Side view BMW Z4 Roadster

In a BMW world full of crossovers, illuminated grilles, and sprawling dashboard screens, the Z4 remains a reminder of how BMW used to shape a sports car. Long hood, set-back cabin, short overhangs, and rear-drive proportions that couldn’t be mistaken for anything else. It still looks the way a BMW roadster should look — athletic, balanced, and timeless.

There’s even a touch of James Bond nostalgia baked into it. The Z3 stole the spotlight in GoldenEye nearly 30 years ago, but the design lineage is still easy to see. Few BMWs today have such a clean, purposeful look. No styling gimmicks, no need to explain the design language — just classic proportions that do the talking.

The Updated Handschalter Shows What BMW Still Knows How to Do

If there’s a single reason the Z4 deserves a proper sendoff, it’s the Handschalter. BMW did the unthinkable in 2024: it gave the Z4 M40i a six-speed manual late in its life cycle. And it wasn’t some afterthought. It drives like something built by people who still understand what a manual sports car is supposed to feel like.

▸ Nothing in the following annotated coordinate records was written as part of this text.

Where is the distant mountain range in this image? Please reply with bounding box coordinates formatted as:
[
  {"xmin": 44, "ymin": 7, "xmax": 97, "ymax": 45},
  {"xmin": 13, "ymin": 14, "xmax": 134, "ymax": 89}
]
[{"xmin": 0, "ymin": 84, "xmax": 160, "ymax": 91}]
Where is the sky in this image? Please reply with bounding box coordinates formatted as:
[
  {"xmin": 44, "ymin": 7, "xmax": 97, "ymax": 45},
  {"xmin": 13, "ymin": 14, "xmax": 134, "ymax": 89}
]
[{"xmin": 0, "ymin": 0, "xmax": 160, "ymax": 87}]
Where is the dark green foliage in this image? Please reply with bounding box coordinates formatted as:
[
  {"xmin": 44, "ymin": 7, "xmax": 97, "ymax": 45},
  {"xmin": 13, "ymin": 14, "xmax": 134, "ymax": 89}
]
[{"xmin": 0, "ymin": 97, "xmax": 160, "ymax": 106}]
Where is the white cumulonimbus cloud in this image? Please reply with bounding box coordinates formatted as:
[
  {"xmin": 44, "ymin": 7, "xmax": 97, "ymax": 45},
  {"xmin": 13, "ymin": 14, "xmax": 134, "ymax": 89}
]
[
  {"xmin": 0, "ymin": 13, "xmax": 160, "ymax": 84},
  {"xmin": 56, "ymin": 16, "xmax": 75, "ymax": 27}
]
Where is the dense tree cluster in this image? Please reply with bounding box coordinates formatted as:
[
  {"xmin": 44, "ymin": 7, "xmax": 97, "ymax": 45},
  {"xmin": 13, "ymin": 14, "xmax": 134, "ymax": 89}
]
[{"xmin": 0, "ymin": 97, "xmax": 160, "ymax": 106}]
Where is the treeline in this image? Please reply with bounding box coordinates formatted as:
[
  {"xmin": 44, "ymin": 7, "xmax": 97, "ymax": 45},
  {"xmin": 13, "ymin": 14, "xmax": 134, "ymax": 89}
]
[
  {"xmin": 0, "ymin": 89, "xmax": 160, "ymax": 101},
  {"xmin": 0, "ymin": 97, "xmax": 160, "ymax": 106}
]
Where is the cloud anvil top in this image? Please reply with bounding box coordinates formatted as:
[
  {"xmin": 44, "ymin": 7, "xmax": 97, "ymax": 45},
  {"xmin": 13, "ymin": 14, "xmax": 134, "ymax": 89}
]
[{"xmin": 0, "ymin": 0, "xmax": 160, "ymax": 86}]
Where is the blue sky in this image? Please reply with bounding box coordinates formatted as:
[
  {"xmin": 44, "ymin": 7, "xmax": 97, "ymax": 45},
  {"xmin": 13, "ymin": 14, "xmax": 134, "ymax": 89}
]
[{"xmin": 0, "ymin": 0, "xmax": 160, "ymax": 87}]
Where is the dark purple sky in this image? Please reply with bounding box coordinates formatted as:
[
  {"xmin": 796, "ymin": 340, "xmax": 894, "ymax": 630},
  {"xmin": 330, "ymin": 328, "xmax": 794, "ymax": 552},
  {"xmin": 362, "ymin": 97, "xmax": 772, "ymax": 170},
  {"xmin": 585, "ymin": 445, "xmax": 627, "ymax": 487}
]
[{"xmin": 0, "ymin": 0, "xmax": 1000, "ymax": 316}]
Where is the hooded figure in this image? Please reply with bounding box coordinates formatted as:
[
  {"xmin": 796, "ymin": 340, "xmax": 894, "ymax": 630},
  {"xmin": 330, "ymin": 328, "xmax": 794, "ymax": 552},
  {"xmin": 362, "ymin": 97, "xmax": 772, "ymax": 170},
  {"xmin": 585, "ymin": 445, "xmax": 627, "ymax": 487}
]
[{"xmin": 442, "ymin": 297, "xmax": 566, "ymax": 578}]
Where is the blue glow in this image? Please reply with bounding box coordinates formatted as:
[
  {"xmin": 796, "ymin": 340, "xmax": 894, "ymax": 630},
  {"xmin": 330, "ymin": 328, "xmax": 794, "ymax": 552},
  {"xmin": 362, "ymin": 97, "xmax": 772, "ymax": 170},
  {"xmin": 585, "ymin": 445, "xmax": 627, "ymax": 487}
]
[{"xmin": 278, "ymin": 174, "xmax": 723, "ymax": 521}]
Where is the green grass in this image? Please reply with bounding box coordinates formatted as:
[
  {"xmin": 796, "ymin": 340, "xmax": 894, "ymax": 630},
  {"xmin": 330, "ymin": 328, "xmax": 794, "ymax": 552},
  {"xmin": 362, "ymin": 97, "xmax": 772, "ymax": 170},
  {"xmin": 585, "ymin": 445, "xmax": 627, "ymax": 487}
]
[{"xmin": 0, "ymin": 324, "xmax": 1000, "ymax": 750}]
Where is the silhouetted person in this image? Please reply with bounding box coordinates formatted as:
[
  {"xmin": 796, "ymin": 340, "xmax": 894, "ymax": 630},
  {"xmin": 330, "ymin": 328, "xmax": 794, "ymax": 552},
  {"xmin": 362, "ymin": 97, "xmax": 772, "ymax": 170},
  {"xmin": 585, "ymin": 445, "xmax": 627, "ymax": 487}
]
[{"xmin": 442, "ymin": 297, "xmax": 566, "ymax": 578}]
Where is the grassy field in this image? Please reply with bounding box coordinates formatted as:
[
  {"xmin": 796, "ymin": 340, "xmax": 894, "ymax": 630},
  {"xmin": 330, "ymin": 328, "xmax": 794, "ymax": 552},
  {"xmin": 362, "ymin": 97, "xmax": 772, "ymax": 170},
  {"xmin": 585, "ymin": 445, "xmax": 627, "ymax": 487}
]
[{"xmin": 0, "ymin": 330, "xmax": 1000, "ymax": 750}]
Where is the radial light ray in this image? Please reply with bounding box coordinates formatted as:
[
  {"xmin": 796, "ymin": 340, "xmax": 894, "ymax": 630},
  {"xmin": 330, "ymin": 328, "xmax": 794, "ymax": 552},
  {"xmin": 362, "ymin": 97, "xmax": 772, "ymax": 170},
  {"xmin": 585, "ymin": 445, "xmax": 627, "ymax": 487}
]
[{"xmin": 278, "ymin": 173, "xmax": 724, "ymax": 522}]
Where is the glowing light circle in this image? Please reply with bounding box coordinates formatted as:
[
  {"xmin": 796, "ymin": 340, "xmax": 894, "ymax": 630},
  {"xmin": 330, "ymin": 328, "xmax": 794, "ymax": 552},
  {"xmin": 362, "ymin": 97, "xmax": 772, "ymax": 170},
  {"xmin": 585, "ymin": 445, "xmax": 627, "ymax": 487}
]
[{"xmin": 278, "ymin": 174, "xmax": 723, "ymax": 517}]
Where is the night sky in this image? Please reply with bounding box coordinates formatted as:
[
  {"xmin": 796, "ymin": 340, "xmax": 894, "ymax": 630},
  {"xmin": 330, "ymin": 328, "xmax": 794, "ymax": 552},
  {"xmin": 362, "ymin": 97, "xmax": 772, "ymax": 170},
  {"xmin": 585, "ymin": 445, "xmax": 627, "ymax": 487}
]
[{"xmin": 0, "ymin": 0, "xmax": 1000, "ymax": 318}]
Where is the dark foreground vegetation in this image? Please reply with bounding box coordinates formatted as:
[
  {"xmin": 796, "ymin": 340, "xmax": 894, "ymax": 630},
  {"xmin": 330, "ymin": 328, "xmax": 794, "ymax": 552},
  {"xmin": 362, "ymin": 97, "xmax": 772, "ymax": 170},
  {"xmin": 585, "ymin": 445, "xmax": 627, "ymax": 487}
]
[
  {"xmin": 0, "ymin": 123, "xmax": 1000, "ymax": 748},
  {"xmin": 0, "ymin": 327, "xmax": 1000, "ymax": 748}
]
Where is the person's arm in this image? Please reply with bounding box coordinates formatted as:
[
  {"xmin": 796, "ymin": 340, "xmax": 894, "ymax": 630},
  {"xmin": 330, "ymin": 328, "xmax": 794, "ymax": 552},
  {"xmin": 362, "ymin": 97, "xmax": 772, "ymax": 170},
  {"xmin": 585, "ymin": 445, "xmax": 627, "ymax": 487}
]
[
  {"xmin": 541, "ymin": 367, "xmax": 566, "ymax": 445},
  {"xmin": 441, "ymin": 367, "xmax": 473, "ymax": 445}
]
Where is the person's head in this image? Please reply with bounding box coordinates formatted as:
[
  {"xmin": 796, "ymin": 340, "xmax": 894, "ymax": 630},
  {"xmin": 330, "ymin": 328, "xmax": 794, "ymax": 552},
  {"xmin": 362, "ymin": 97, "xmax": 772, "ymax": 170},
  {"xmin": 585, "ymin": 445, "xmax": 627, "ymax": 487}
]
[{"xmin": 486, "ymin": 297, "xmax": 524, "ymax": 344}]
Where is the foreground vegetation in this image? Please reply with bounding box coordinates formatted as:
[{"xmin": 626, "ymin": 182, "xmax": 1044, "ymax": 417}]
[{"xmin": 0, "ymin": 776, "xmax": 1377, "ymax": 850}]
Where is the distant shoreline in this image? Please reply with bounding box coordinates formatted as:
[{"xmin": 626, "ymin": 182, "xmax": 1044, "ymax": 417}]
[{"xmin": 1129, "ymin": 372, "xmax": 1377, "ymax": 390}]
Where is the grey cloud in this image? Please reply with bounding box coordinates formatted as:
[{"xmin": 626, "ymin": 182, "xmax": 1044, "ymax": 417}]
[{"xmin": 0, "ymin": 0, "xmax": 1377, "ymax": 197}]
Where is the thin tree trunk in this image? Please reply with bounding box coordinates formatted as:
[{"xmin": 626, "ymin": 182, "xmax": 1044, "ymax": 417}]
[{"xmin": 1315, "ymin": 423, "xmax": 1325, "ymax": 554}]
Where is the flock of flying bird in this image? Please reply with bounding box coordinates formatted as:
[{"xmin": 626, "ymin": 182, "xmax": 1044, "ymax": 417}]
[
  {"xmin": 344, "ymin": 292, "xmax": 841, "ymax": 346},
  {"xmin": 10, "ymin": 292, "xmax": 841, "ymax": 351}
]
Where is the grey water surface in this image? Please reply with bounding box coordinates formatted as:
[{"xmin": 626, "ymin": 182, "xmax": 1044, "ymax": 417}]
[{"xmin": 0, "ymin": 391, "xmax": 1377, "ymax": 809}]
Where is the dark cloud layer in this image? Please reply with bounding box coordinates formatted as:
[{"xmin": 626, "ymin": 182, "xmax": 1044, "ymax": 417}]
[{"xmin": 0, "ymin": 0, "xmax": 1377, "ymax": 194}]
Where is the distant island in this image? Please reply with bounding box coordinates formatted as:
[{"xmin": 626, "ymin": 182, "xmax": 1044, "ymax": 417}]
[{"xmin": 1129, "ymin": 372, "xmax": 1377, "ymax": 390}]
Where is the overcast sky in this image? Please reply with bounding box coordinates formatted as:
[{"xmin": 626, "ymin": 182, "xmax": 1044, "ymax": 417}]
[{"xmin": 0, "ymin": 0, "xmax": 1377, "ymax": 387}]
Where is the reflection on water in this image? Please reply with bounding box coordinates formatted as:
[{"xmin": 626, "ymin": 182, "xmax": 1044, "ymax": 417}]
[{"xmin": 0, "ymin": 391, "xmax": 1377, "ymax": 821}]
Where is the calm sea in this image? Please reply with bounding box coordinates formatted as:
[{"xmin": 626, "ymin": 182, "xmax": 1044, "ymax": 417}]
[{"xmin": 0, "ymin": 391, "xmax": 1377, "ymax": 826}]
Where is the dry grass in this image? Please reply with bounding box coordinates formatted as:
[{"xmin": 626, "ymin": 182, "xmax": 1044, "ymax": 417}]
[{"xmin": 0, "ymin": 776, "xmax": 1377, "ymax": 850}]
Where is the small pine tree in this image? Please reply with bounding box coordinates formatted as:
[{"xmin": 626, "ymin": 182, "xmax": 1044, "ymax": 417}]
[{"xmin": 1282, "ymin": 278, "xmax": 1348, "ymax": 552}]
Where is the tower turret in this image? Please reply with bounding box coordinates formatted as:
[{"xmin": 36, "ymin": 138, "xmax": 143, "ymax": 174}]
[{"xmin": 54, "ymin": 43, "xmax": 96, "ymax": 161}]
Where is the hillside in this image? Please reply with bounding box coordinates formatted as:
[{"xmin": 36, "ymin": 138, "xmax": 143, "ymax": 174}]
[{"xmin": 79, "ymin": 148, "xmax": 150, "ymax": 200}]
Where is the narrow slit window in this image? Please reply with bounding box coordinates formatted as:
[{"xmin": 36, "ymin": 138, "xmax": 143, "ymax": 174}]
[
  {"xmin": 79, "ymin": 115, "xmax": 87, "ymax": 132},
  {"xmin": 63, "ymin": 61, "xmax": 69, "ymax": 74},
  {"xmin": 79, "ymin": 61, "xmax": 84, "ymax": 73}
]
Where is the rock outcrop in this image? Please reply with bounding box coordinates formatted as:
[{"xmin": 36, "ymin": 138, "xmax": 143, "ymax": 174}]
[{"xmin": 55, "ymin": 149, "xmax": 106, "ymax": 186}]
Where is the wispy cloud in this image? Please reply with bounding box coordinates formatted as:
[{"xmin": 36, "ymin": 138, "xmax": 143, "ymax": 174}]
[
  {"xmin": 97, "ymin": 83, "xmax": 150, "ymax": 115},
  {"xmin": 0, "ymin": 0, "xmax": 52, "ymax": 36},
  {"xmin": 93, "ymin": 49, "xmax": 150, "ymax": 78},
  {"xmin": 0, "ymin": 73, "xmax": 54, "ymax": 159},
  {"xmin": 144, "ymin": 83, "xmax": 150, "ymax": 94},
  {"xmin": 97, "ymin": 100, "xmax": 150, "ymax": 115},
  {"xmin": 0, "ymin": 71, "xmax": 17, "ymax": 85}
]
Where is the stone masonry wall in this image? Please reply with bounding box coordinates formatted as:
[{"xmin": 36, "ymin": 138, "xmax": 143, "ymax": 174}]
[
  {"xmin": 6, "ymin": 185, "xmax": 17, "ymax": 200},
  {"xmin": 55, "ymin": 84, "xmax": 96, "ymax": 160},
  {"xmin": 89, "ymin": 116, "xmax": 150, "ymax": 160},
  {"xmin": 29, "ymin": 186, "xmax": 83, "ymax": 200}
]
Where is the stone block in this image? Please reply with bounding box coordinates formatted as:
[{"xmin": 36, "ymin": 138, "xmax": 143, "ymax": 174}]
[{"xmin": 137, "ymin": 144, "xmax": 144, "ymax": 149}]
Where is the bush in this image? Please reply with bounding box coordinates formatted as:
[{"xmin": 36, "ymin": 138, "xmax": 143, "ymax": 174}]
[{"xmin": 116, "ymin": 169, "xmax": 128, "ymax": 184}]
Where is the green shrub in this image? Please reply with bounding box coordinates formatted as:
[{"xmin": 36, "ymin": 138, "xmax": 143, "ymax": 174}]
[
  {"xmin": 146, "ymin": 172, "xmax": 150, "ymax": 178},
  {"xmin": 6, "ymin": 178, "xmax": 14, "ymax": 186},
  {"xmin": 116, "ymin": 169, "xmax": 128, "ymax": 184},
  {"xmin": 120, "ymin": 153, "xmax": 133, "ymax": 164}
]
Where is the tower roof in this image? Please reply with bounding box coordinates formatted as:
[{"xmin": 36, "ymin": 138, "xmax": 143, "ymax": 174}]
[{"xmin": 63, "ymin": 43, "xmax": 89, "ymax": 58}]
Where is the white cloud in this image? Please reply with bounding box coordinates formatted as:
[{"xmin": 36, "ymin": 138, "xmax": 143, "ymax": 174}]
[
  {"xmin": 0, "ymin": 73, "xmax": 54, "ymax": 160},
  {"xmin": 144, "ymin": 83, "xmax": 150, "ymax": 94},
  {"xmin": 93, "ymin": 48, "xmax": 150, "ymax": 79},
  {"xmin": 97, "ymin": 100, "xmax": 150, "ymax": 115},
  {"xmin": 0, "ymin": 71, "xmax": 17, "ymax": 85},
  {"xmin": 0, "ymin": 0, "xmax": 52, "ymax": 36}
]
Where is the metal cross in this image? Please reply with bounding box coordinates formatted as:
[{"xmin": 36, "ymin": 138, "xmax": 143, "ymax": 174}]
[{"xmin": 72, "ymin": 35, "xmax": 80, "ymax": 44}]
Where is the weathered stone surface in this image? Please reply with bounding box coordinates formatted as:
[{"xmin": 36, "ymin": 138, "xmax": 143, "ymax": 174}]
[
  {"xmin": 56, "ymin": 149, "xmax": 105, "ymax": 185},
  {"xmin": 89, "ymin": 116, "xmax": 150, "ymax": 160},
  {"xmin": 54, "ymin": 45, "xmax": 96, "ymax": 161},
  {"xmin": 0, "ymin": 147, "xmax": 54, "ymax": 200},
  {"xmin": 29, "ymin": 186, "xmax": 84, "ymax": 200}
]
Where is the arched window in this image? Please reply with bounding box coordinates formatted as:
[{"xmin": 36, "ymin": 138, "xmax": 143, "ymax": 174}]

The steering is alive and predictable. The rear axle is playful but never nervous. The chassis has that familiar BMW blend of precision and elasticity — the ability to handle rough pavement while still transmitting everything that matters. Among modern rear-wheel-drive sports cars, it’s one of the most satisfying machines you can point down a backroad.

And that engine. The B58 inline-six remains one of BMW’s best engines every made: torquey, smooth, and full of character even in this era of emissions filters and noise regulations. Paired with a manual, it’s the closest thing BMW sells today to the old-school straight-six roadsters that built its reputation.

A Cabin From a Different BMW Era — In a Good Way

The interior is one of the Z4’s most underrated strengths. Yes, it’s dated compared to the curved displays and digital walls in newer BMWs, but that’s exactly what gives it charm. The dashboard is still driver-oriented. The climate controls are still physical buttons. iDrive 7 keeps things familiar without taking over the entire car.

The digital screens are small by modern standards and intentionally restrained. The instrument cluster still looks analog. You can get in, drop the top, twist the dial, and drive — without a tutorial on hidden menus, color themes, or virtual widgets.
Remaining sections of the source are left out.